Harriet Balian approached the small altar near the entrance of St. Sahag Armenian Church, lit a candle, and offered a prayer for more than a million people she had never met.
It was an act inspired by her mother, who a century earlier in Turkey had lit candles in memory of the thousands of Armenians driven from their homes and massacred by government soldiers.
"There were 1.5 million Armenians killed!" said the 87-year-old Balian, her voice cracking in the St. Paul church. "People just like you and me. And most people today don't know anything about it."
That could soon change. In the days ahead, Minnesota will host a series of events to raise awareness of the 100th anniversary of the so-called "forgotten holocaust," which began April 1915 and ended in 1918. It wiped out an estimated 75 percent of Armenians in their homeland in what is now eastern Turkey, scholars estimate.
Last week, Pope Francis called it "the first genocide of the 20th century," echoing a description long used by scholars. The pope's words heartened Chacke Yeterian Scallen, a Deephaven retiree who had flown to the Vatican with her family to hear what the influential pope would say.

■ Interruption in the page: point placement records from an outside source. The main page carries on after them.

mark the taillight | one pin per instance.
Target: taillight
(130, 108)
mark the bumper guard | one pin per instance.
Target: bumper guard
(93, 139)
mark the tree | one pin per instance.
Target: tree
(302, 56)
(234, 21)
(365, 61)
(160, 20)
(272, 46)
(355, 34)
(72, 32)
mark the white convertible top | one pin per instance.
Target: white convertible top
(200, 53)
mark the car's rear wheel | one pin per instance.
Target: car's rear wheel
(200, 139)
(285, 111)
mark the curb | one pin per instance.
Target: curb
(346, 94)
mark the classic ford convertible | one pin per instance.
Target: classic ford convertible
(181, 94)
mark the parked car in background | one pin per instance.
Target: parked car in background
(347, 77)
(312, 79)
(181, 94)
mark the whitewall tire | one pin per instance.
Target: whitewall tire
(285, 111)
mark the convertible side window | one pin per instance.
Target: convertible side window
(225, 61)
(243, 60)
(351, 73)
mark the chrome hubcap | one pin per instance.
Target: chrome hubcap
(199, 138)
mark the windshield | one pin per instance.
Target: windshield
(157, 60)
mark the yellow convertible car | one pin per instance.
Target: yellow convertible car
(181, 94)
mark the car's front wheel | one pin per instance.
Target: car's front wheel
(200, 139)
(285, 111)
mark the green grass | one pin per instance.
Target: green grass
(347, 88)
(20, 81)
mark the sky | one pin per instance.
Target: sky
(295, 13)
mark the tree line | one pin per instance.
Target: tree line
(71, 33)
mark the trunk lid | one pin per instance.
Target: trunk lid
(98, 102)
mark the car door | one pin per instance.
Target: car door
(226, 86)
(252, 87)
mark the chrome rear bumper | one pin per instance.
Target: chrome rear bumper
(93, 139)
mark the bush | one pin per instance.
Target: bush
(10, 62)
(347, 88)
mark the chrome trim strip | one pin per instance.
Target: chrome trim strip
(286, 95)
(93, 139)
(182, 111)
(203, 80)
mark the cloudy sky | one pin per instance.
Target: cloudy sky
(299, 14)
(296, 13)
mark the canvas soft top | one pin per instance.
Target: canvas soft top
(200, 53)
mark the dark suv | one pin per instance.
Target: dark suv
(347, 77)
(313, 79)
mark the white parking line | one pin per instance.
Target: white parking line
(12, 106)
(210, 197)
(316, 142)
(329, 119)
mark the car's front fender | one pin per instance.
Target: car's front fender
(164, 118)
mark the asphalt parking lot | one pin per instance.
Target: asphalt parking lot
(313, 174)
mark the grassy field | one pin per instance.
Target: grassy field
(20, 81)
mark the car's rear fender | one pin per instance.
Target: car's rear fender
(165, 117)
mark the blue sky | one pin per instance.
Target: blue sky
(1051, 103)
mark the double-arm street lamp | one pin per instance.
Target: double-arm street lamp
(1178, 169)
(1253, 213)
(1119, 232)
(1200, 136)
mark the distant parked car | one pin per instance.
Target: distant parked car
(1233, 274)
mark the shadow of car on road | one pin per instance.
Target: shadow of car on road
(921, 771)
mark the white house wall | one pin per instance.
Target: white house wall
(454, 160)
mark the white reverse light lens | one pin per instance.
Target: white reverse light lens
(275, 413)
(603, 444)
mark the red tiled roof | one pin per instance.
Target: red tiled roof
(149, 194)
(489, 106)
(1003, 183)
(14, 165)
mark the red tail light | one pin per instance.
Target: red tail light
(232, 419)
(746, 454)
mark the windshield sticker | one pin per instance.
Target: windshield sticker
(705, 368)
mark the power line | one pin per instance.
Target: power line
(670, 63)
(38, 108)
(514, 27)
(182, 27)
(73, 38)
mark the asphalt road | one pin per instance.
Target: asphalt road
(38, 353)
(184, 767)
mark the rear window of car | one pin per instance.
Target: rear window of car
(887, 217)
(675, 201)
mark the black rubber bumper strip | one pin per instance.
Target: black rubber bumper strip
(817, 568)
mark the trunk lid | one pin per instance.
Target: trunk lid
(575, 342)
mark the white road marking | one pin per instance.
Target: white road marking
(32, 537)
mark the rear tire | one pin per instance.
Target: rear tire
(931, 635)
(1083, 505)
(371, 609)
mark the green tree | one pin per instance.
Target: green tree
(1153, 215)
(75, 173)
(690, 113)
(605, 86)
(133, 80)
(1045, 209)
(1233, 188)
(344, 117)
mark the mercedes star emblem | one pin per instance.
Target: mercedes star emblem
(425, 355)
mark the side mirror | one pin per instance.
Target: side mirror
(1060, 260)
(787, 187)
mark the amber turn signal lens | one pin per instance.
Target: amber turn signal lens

She carried memories of her mother's forced march from her comfortable home to the Syrian desert. Although her mother managed to escape the Turkish soldiers in charge, others in her group told her she would have to kill her infant daughter because her cries would alert Turkish soldiers. Before that could happen, the baby died that night.
"My mother lived to be 89, and she never stopped talking about her firstborn," said Yeterian Scallen. "Was her little body left intact? Did the dogs dismantle it?
"There are so many stories like this."